Over 20% of U.S. families had problems paying medical bills in 2010 — about the same proportion as in 2007. The Center for Studying Health System Change found this datapoint “surprising,” given the Great Recession of 2008 that lingers into 2012. However, HSC points out that the leveling of medical bill problems may be a “byproduct” of reduced medical care utilization; in Health Populi-speak, self-rationing of health care.

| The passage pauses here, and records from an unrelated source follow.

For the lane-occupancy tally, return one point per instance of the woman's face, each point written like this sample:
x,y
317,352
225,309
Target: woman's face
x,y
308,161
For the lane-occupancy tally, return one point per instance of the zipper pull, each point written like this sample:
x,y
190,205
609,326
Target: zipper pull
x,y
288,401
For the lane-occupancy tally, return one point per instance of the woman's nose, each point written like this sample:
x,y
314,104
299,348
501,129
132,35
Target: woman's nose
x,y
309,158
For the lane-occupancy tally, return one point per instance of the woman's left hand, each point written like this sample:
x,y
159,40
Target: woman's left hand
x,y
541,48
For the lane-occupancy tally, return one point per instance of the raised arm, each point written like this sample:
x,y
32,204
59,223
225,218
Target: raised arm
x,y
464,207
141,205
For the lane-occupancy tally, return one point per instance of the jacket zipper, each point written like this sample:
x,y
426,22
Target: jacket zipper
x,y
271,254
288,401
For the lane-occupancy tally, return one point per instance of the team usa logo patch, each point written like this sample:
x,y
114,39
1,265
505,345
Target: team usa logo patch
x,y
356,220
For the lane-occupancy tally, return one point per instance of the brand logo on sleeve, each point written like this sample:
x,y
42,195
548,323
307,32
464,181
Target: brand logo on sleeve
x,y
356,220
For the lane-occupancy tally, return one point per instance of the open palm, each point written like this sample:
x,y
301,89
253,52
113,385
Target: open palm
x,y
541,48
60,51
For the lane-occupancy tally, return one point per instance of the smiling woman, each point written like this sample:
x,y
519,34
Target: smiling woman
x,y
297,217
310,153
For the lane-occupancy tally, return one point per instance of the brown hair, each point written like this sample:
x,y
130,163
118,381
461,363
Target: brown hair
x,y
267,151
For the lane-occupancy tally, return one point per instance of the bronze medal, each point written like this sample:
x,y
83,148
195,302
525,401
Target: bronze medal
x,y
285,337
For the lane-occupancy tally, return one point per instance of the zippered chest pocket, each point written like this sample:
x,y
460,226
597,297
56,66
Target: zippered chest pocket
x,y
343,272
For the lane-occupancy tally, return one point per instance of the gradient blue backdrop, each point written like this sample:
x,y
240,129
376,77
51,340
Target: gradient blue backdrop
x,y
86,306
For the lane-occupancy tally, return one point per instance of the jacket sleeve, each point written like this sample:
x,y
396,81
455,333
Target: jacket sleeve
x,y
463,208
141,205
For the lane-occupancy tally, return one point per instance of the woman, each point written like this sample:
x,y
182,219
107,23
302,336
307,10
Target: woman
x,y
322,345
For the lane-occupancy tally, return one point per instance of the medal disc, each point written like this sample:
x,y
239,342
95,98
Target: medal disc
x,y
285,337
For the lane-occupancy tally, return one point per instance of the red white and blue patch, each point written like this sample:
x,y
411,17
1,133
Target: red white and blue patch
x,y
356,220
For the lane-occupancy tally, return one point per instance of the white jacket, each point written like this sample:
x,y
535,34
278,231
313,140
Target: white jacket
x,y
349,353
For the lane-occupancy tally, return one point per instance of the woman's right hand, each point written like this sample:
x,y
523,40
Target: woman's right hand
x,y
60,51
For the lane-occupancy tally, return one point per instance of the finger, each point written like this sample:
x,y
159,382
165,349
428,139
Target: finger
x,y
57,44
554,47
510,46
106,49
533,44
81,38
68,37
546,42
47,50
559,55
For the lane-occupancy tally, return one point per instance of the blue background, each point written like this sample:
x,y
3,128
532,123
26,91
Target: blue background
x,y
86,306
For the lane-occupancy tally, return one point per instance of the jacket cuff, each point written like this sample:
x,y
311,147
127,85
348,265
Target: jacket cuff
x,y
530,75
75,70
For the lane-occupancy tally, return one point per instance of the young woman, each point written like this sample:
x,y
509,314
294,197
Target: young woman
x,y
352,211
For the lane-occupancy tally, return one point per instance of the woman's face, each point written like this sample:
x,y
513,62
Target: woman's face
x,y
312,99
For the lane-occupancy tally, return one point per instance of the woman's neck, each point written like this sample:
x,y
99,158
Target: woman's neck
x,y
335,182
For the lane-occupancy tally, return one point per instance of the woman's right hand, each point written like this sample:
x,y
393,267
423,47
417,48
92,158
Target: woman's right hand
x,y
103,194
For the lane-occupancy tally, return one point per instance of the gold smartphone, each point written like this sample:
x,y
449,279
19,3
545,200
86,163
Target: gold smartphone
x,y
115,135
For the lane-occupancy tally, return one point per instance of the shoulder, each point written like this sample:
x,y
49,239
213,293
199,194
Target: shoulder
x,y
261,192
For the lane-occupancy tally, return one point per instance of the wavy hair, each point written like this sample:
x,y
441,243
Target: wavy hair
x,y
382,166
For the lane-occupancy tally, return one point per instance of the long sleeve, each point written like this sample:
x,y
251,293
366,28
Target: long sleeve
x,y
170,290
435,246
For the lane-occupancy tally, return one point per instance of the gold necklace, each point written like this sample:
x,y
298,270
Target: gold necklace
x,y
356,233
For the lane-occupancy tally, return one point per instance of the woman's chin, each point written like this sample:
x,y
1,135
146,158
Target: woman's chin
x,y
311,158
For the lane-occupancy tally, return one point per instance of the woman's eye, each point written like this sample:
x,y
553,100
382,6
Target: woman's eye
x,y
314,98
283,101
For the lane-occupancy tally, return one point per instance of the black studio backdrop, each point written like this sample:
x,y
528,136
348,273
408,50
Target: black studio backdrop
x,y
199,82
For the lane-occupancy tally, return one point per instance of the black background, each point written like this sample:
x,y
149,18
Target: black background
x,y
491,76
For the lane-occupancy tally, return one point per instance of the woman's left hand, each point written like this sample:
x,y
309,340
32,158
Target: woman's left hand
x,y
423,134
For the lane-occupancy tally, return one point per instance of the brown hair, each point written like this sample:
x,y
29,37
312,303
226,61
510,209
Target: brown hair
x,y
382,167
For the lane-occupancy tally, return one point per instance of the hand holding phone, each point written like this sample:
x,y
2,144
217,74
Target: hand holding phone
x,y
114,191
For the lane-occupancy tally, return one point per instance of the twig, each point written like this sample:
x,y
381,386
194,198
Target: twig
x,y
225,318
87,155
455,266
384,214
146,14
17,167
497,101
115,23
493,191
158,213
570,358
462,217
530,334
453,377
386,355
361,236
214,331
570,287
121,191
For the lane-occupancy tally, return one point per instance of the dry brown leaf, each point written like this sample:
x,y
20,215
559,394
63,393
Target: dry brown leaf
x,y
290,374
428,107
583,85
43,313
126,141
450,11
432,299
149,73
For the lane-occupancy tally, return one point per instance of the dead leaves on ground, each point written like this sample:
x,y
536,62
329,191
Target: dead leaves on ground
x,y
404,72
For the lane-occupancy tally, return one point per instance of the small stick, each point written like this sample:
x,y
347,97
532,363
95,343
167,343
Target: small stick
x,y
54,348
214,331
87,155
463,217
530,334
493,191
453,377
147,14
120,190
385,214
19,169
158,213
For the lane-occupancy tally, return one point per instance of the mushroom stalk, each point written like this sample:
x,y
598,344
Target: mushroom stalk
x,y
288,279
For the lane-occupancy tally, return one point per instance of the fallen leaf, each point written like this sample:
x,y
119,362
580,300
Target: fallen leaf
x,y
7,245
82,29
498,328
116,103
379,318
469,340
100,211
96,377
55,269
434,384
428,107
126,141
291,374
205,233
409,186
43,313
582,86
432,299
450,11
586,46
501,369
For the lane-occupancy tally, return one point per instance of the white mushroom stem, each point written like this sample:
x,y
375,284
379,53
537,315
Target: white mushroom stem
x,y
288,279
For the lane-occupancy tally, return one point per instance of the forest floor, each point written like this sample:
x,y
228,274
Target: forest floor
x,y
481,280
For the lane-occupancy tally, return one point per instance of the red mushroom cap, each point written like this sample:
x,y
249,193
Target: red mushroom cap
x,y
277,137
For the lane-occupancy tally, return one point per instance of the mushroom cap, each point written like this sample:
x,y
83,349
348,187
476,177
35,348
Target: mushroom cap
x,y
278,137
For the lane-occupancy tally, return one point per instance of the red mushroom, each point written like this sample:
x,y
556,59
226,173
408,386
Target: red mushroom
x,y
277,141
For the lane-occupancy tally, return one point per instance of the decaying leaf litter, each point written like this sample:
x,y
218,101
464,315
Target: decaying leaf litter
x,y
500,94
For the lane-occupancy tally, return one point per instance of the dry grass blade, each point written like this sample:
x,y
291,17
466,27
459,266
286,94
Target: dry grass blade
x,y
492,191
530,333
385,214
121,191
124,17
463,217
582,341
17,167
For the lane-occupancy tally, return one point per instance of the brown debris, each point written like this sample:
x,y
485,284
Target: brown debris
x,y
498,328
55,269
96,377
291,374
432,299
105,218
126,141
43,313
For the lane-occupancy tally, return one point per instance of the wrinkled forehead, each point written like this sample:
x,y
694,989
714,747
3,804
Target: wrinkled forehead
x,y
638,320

In the Tracking Report, Medical Bill Problems Steady for U.S. Families, 2007-2010, HSC analyzed data from the 2010 Health Tracking Household Survey and discovered that since 2003, the proportion of families facing problems with medical debt grew by one-third, from 15% to nearly 21%. The context of this is a decline in U.S. households’ real incomes in that period. Two-thirds of people with medical bill problems report having problems paying for food, clothing and/or shelter, and one in 4 people with medical debt challenges considered filing for bankruptcy. One in 5 of these people did indeed go bankrupt (5% of people in families with medical debt problems).

While it’s obvious that uninsured people would have problems paying medical bills, the chart shows that people who are insured also have challenges with medical debt: while 31.5% of uninsured people under 65 have medical bill headaches, 20.2% of insured people under 65 do. And, 9% of insured people in families with medical bill problems have unmet medical needs due to costs.

“If wages continue to stagnate and health care costs continue to grow faster than real income,” HSC writes, “the financial burden of health care likely will grow more acute.”

Health Populi’s Hot Points:  Looking deeper into the HSC data for 2010, 17% of people under 65 with employer-sponsored health insurance had medical bill problems. and 20.7% of people over 65 with only Medicare (and no supplemental coverage) had problems paying medical bills.

This illustrates the challenge that even those with insurance have to deal with the high cost of health care and cannot afford to pay their co-share of treatments — copayments, coinsurance amounts, and other out-of-pocket charges contractually agreed by their payors on behalf of their health plans. As wages have stayed flat for the better part of a decade, and health care costs have spiraled at or near double-digits year-on-year, the high cost of health care has resulted in self-denial of services that can be necessary.

The Kaiser Health Tracking Poll has demonstrated this phenomenon over the past three years, as well as Deloitte in their consumer health survey published in June 2011, details shown in the second chart. 1 in 2 U.S. health consumers cites “costs” as a reason not to seek treatment.